El silencio de dios
Y
Saúl, la primera piedra de Israel, conoció entonces el silencio. La distancia
de Dios es la distancia del padre y que todo hombre le llore es honroso: la
perdida de la vida y la resurrección. Esto bien lo sabía, y enmudecía el corazón
de Saúl, rey primero de la tierra santa.
Sombras
de Filistea rasqueteaban sus sueños, perdió la esperanza de morir, ya que, esta
le sería una ofrenda en comparación al terror del silencio de Dios.
Endor
contestó su clamor, la necromante vestida de niebla reveló sus designios, aquello que vió el rey no fue a través de Dios, sino del pecado.
Aquél
que fue enterrado en Ramá, el juez hebreo, flotaba en nubes sobre el abismo
envuelto en un manto, con enfado escrutaba el rostro de quien le invocó: ¿Cuál divina
razón perturba mi descanso?
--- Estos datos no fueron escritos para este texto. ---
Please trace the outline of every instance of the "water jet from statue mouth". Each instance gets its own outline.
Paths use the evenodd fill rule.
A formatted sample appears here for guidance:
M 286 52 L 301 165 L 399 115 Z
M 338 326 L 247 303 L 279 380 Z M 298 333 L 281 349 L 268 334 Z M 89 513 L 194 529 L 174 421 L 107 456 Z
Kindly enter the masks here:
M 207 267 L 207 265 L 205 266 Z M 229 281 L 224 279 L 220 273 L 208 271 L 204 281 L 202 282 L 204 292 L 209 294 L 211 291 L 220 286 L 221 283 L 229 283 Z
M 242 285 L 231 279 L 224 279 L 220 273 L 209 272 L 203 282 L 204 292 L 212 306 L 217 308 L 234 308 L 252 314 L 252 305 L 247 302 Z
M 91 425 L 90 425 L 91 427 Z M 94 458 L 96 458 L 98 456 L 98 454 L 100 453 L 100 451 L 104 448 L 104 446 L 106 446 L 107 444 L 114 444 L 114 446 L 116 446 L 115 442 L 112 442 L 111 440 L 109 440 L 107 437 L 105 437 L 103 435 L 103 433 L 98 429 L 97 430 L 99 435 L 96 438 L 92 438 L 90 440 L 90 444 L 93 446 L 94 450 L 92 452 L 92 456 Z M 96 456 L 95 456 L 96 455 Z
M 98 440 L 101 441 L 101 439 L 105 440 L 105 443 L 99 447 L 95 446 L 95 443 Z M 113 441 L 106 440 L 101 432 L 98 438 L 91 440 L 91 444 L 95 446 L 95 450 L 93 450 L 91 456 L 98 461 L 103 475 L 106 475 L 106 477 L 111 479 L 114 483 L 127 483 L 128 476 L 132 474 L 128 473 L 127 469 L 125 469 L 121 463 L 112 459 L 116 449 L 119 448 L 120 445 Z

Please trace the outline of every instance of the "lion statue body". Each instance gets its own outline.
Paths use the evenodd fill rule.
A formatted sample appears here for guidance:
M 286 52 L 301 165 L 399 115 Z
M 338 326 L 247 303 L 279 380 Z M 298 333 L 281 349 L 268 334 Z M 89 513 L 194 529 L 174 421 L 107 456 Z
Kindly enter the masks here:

Cuidaos de
la ira de Dios, como fuego en las venas es su ira y la compasión calla por
completa.
A
David, el gran rey de Israel será entregado tu reino
Débil
como las hojas muertas de invierno fue tu corazón.
Aquel
que duda es libre, pero quien sea libre de mí, jamás será salvo.
Samuel,
con el estertor: El Señor te entregará a ti y a Israel en manos de los
filisteos.
Mañana tú y tus hijos se unirán a mí, y el campamento israelita
caerá en poder de los filisteos.
Así despídeme padre, porque desde tus brazos hasta la tumba, habré vivido cómo desee o al menos, responsable fui de toda decisión y no hay muerte ni vida sobre la cual regresar o avanzar.